I'm taking a discrete math course in university right now and we're studying permutations and combinations as one of the chapters. The question I'm confused about states that given a 5-letter alphabet, {A, B, C, D, E}, how many 3-letter strings can be made? Here's my attempt:
Case 1: no duplicates. This is simply asking how many 3-letter permutations exist over the set, so we have $\frac{5!}{(5-3)!}=(5)(4)(3)$. This intuitively makes sense too, because for the first letter, we have 5 choices, for the 2nd we have 4 choices, and for the 3rd we have 3 choices, so using the multiplication principle we should get $(5)(4)(3)$.
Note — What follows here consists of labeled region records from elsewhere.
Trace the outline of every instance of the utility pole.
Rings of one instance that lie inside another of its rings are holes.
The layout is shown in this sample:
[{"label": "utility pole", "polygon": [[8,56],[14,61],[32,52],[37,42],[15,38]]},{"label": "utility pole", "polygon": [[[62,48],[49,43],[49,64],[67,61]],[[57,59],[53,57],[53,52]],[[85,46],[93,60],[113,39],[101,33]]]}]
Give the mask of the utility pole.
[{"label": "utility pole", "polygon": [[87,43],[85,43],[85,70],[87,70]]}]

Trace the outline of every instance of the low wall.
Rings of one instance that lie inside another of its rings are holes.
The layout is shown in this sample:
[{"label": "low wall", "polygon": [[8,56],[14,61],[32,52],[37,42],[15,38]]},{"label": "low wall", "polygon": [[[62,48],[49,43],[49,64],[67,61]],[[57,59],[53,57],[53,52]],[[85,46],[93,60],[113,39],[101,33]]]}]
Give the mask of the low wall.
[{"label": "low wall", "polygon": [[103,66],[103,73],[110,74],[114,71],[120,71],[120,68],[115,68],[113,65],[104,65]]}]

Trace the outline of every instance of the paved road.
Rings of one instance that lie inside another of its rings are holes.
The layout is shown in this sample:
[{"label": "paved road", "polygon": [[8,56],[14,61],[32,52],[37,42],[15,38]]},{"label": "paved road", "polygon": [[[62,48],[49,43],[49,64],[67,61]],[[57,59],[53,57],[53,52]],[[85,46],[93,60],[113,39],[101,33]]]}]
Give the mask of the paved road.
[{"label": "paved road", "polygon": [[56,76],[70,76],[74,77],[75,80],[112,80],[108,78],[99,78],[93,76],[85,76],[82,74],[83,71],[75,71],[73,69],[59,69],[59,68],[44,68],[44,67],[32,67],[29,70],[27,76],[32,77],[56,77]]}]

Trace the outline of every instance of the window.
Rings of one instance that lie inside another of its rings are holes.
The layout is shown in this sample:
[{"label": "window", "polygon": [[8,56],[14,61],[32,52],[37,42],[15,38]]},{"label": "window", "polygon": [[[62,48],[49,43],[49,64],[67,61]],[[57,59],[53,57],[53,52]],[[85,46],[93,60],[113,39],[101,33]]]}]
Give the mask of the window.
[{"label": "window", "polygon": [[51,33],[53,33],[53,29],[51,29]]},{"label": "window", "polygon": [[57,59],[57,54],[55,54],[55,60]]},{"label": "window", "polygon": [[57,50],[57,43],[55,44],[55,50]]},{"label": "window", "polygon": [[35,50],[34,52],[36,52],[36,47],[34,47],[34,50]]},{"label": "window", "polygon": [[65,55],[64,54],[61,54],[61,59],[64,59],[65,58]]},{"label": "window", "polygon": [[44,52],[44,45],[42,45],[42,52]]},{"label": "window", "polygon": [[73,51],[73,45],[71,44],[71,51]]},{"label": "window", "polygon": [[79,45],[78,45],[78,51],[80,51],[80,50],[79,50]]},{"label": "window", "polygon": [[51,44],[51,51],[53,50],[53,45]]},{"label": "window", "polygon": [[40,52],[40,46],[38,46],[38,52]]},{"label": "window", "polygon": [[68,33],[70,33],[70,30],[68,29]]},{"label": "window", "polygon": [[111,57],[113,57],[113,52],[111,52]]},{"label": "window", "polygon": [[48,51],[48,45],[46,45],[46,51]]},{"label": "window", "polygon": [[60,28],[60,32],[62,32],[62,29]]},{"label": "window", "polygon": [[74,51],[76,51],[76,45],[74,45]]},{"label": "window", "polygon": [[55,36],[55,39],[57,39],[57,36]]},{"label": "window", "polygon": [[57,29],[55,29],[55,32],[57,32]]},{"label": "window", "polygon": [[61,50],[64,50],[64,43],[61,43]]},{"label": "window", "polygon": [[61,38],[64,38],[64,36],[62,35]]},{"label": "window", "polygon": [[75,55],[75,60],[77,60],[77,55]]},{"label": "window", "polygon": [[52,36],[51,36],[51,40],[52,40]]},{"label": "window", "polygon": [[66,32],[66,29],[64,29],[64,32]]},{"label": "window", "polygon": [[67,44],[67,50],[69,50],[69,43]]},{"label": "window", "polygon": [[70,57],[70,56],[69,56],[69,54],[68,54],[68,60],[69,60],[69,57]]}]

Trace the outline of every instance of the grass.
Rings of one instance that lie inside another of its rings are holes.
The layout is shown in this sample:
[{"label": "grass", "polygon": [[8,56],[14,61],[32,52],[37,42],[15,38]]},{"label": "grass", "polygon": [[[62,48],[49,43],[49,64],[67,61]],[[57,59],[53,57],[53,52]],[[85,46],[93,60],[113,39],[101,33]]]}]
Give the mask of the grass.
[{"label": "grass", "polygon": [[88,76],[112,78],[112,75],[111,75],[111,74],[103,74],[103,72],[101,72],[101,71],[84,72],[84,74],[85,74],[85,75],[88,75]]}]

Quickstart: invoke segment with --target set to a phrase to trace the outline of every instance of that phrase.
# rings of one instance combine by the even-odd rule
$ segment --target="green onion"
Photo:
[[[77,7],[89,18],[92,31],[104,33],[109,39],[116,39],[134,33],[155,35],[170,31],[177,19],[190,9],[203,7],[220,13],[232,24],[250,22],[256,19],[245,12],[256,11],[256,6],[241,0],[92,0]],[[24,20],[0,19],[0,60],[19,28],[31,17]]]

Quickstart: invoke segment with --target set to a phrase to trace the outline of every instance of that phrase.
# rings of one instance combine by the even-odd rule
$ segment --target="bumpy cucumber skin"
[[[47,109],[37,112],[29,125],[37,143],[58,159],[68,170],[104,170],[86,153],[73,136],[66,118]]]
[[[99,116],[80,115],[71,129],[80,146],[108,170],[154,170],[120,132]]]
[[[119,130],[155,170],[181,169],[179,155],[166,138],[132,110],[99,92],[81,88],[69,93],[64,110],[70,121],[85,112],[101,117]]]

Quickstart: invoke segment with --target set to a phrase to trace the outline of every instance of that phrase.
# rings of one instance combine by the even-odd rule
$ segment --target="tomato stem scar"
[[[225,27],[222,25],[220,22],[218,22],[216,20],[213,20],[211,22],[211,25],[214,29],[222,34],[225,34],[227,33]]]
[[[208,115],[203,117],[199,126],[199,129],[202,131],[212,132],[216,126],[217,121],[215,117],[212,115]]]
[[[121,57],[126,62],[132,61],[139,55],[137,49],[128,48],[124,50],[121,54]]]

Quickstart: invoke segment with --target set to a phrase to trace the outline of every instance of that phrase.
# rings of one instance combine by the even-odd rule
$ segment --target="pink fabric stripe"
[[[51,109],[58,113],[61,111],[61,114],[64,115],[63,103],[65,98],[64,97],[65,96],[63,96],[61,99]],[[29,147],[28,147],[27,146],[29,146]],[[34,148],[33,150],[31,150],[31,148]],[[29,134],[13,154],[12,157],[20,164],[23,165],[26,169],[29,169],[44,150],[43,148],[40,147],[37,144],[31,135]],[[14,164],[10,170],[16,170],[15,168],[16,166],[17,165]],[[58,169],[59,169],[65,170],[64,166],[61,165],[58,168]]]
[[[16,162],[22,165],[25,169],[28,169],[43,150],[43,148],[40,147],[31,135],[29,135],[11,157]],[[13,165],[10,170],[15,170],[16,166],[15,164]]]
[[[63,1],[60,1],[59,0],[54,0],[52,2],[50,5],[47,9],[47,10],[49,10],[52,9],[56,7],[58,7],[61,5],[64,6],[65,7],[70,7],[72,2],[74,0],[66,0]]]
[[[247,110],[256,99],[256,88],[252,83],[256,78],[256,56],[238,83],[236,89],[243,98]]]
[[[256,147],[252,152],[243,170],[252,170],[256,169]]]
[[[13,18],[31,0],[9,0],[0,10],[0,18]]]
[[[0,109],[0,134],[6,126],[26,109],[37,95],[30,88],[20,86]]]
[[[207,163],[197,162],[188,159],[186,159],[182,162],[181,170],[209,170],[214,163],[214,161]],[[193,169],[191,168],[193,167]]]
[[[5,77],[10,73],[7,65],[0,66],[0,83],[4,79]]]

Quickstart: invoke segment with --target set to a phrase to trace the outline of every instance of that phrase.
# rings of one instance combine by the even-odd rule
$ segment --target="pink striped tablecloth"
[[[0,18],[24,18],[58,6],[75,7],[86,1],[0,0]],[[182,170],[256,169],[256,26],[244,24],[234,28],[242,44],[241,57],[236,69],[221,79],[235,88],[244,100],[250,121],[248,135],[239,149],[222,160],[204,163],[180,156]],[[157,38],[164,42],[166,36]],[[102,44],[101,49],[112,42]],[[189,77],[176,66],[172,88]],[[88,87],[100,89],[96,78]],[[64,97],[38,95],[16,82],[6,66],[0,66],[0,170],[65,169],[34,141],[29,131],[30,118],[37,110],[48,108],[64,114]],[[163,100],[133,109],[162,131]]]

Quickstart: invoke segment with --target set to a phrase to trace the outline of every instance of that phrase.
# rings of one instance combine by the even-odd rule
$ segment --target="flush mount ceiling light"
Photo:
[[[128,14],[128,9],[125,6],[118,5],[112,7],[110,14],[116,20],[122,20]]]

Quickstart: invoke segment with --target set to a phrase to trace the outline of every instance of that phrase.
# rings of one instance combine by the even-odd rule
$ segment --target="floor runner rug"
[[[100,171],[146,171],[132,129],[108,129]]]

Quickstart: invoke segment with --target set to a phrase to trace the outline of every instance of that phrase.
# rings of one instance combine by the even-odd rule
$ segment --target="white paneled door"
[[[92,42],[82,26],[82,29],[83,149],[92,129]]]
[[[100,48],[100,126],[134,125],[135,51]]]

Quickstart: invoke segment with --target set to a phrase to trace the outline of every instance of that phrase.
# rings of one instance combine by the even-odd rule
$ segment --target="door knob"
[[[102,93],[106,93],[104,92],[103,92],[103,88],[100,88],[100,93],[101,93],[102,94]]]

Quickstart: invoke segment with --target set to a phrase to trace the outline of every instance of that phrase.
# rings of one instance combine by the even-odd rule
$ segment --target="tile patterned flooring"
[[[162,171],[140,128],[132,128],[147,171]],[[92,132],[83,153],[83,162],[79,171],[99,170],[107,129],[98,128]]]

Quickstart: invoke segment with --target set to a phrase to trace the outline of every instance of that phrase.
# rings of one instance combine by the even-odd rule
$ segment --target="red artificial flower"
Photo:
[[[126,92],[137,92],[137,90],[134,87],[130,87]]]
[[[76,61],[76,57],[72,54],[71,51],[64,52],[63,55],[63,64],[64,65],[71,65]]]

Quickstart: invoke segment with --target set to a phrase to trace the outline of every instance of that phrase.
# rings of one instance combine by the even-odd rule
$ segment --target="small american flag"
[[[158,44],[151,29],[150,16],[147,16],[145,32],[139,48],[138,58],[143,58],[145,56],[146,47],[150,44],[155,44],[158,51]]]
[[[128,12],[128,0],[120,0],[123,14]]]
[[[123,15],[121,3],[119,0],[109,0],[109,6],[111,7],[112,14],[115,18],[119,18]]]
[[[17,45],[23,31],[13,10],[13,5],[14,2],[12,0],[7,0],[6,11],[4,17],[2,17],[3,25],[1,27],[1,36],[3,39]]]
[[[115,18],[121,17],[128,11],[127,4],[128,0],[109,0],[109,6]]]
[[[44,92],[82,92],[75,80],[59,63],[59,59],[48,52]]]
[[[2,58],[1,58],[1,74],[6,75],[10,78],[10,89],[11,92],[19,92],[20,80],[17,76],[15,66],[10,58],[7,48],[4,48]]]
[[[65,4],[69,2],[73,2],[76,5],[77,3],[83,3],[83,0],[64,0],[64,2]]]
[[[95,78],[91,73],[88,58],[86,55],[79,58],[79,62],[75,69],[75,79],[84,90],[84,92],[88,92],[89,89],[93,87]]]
Case 2: 1 duplicate. Here, I claim that we have 5 choices for the first letter, but then that the second letter must be a duplicate of the first, so we only have 1 choice for it. Lastly, the third letter can be any of the remaining letters except the duplicated one, so there are 4 choices. This gives the specific permutation that the duplicated letter is in positions 1 and 2, but it could also be in positions 1 and 3 or 2 and 3, so we need to multiply our previous answer by 3. This gives: $((5)(1)(4))(3)=60$
Case 3: 2 duplicates. Finally, I claim that to have 2 duplicates, there is only one case, in which we have $(5)(1)(1)$ choices, and any other orderings would just give the same string.
Adding up all the cases, we get $60+60+5=125$ strings.
However, when I look at the solution, the book's answer is much more simple. They simply state that we allow repeated letters, so we can just do $(5)(5)(5)$. I was wondering what is wrong with my reasoning?